Wir haben dich die Bildauswahl auf diesen Seiten treffen lassen. Warum genau diese Motive? Was sagt die Selektion über dich und deine Sicht auf das Leben aus?
Ich habe versucht, mir vorzustellen, welchen Eindruck ich bei Betrachtern erwecken will, die noch nie ein Bild von mir gesehen haben. … Ich versuche, lebensbejahende Bilder zu machen, ohne an Tiefgründigkeit zu verlieren, Bilde,r die man sich abseits des Hypes des ersten Betrachtens auch gerne ein zweites oder drittes Mal anschaut.

Bildest du (unter anderem) die Jugendkultur ab, weil du dich selbst als junger Mensch mit ihr verbunden fühlst, oder ist dein Ansatz eher ein dokumentarischer aus der Distanz heraus?
An Jugend fasziniert mich immer wieder diese Lebenseuphorie, diese Leichtigkeit, die man eventuell mit Naivität verwechseln könnte. In gewisser Weise fühle ich mich diesem Gefühl jetzt mehr verbunden als vor zehn Jahren, als ich selbst 16 war. Und ich versuche natürlich immer, ein Sujet so nahe wie möglich zu fotografieren – egal ob ich nur fünf Minuten für ein Porträt habe oder jemand einen ganz anderen Background hat als ich. Empathie spielt da eine ganz wichtige Rolle.
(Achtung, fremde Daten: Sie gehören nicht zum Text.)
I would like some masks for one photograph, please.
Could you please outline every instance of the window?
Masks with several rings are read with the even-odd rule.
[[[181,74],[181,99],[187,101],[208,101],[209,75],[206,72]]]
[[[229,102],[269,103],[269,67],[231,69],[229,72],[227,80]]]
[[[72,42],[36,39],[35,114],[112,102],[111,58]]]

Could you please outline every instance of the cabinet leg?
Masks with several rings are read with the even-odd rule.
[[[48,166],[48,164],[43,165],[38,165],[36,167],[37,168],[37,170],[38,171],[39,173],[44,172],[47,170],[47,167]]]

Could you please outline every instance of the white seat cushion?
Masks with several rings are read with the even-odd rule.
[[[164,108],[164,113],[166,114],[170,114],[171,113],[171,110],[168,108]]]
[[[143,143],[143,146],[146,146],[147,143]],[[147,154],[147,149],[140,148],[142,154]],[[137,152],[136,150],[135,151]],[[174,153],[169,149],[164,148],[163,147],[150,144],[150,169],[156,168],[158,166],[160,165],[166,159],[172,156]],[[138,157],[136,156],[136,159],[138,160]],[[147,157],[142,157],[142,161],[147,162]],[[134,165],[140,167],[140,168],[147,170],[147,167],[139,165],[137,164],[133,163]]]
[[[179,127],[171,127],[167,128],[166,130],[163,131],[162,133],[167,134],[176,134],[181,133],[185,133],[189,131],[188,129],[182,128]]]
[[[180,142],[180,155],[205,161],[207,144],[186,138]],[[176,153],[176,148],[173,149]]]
Wie würdest du das Lebensgefühl der heutigen Jugend umschreiben?
Everything is possible.

Was schenkt die junge Generation unserer Gesellschaft?
Neue Perspektiven auf die Welt und neue Wertesysteme. Luxus und Sinn zum Beispiel haben eine andere Definition und einen anderen Stellenwert bei den Jüngeren als noch bei unseren Eltern oder Großeltern.

Wie wird denn Luxus und Sinn heute bei jungen Menschen definiert?
Die Sharing-Kultur ist zum Beispiel eine neue Art von Luxus – man muss gewisse Dinge nicht mehr selbst besitzen, man leiht sie sich. Ein sinnvoller Job ist wichtiger als ein krasses Einkommen. Das Statussymbol des Autos existiert weniger, ein cooles Fahrrad tut es auch. Body Acceptance ist wichtiger, als den perfekten Körper zu haben. Vintage beliebter als Fast Fashion. Das ist zumindest, was ich so beobachte.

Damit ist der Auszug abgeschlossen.